Chalk it up as a big win for privacy. And transparency. And thank the EU, along the way. For Microsoft has just updated its privacy rules for cloud contracts after it was investigated.
The company announced these changes after the privacy probe by the European Data Protection Supervisor (EDPS) found that the company had failed to protect data according to EU law — more specifically according to the General Data Protection Regulation (GDPR) guidelines.
The organization investigated Microsoft contracts with European Commission and other EU bodies.
As a result, Microsoft will roll out new cloud contractual terms.

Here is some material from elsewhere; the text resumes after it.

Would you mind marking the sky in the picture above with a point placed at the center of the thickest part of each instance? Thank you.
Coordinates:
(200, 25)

Expressing its willingness to work with customers, Julie Brill, Corporate Vice President for Global Privacy and Regulatory Affairs and Chief Privacy Officer at Microsoft, has said that these changes will give customers more transparency with regards to how their data is processed in the Microsoft cloud:
“We remain committed to listening closely to our customers’ needs and concerns regarding privacy. Whenever customer questions arise, we stand ready to focus our engineering, legal and business resources on implementing measures that our customers require. At Microsoft, this is part of our mission to empower every individual and organization on the planet to achieve more.”
According to the details, the EDSP said last month that it had serious concerns over compliance for the cloud contracts that the Redmond based company serves up.
It had kicked off an investigation in April after the Dutch Ministry of Justice had found that the telemetry data that Microsoft collected from Office 365 ProPlus and Office 365 users violated GDPR. The software titan was quick to respond then, and said that it would cooperate with all relevant watchdogs.
And now, being the time for action, the company has announced that the changes to its commercial cloud contracts will apply globally and to all its commercial customers — whether public or private sector entity, large or small business.
The cloud giant also confirmed that these contract provisions will be rolled out globally by the beginning of 2020.